“Why is everyone from Maryland so proud of it?” That’s a question that’s been thrown at me a lot since I got to college.
Every chance I get, I’ll mention things from “the 301”, or throw out DMV slang (meaning D.C., Maryland and Virginia, not the place where you get your license). The Maryland flag is proudly hung on my wall, equipped with proper lighting to let the red, black, white, and yellow shine. When I try to share my state pride though, it’s met with mostly confusion. People don’t understand how people can be so excited about such a small state; but despite the size, Maryland has intense personality.
Other members of the 301 will know that there is no rush quite like meeting another Marylander on campus. This luckily happened on move-in day, when my RA said she was from Takoma Park. I instantly asked her if she was from MoCo (Montgomery County), and the conversation immediately dove headfirst into county references and inside jokes.
As any Marylander will know, each county has a distinct identity and within that county, each high school has its own set of slang and culture. My two friends, one from Pittsburgh and one from Connecticut, were left extremely confused. Since that day, I’ve been posting DMV related memes or MoCo tweets on her door to keep the Maryland flow alive.
Keeping the culture alive is crucial, especially when Maryland traditions are stripped away. At my first sporting event away from home, a Phillies vs. Dodgers baseball game, I felt unsatisfied when I couldn’t scream “O!” at the top of my lungs during the national anthem. Even everyday routines have changed. Eating has been a completely new experience without the usual supply of Old Bay in every restaurant and kitchen.

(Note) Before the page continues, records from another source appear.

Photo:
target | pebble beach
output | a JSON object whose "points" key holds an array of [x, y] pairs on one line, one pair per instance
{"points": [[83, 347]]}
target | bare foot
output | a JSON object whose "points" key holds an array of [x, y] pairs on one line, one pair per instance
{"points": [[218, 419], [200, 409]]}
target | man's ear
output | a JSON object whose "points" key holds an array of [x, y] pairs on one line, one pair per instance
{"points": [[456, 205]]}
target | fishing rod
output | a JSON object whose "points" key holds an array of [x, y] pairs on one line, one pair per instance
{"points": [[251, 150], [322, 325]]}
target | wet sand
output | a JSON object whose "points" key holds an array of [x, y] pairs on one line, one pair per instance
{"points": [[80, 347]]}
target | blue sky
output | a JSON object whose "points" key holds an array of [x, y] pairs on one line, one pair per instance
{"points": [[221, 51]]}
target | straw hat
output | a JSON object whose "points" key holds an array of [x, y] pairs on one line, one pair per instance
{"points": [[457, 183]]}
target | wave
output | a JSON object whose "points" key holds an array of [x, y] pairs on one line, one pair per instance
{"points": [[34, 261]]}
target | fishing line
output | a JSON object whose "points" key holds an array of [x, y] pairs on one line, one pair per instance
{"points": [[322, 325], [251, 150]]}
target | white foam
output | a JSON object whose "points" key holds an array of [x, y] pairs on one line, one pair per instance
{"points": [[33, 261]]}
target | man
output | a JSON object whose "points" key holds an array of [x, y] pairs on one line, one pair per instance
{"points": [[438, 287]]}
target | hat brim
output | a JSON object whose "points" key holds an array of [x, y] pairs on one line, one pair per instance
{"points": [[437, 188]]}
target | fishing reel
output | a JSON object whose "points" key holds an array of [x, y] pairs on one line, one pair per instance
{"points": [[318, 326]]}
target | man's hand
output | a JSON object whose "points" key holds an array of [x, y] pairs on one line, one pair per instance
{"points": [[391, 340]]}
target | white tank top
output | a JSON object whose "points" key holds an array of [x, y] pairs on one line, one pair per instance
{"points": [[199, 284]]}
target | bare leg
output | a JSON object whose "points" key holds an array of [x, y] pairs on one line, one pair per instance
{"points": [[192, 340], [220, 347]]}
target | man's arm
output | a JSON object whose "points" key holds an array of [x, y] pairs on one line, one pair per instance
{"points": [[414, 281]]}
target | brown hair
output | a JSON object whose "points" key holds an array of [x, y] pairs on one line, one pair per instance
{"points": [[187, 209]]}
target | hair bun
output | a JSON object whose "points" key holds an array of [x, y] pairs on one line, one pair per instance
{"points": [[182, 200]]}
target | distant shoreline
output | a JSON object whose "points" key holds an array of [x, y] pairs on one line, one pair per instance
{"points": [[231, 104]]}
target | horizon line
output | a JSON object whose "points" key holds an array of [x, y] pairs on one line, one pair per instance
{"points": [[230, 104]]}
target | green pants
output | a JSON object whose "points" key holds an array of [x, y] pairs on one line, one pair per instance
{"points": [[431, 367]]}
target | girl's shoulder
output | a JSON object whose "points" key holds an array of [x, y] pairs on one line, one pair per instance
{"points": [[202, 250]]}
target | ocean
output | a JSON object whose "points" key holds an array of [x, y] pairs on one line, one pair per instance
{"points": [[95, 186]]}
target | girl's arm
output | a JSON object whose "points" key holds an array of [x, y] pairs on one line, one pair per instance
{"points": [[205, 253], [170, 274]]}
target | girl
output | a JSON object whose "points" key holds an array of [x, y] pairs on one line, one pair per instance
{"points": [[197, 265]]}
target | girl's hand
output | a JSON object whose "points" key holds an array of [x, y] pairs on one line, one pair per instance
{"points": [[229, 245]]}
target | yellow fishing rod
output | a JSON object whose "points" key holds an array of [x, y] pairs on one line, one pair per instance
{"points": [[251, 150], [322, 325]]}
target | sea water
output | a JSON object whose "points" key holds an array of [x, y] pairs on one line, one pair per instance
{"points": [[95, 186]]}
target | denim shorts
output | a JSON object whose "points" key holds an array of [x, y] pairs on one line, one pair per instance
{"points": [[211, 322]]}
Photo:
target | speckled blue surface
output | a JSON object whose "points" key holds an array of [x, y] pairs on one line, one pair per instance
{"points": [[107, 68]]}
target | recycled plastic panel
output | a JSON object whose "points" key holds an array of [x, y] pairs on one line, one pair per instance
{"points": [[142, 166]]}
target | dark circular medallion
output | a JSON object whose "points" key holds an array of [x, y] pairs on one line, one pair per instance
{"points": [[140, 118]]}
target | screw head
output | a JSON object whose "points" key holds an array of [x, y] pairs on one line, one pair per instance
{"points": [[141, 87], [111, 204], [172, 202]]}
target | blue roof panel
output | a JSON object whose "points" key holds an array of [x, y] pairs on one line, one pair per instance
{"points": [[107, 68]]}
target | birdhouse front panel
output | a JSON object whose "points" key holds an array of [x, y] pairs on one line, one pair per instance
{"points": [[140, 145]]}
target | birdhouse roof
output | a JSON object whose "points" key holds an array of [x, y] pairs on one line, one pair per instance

Then there’s the slang gap. “Hey, can you sice me that?” would be a perfectly average phrase in Maryland, but apparently it’s a completely different language. To “sice” someone would be to give them something, but it can also be an adjective that means to be excited. If I’m going to a cool concert next week, I might say: “I’m so siced for the show next week!”
If something took “a brick”, or I haven’t done something in “a brick,” it means a long time. No specific time frame. Not minutes, hours, months, days, or years. Just “bricks.”
Repping the flag is a culture in itself. Walking around in flag pattern socks while rocking a terps sweatshirt and carrying a flag lanyard is the standard outfit of the 301. We love the flag because of its uniqueness, it’s not just a swatch of navy blue. It represents the immense culture and lifestyle that comes from Maryland. We put it on t-shirts, mugs, phone cases, stickers, and bucket hats to show our pride and pick out fellow DMV natives to share our mambo sauce with.
Moving away from home is challenging for all of us, whether the distance be a 15 minute drive or a 15 hour plane ride. While we adjust to college and take in new surroundings, it’s important to embrace the past and proudly represent the place you call home.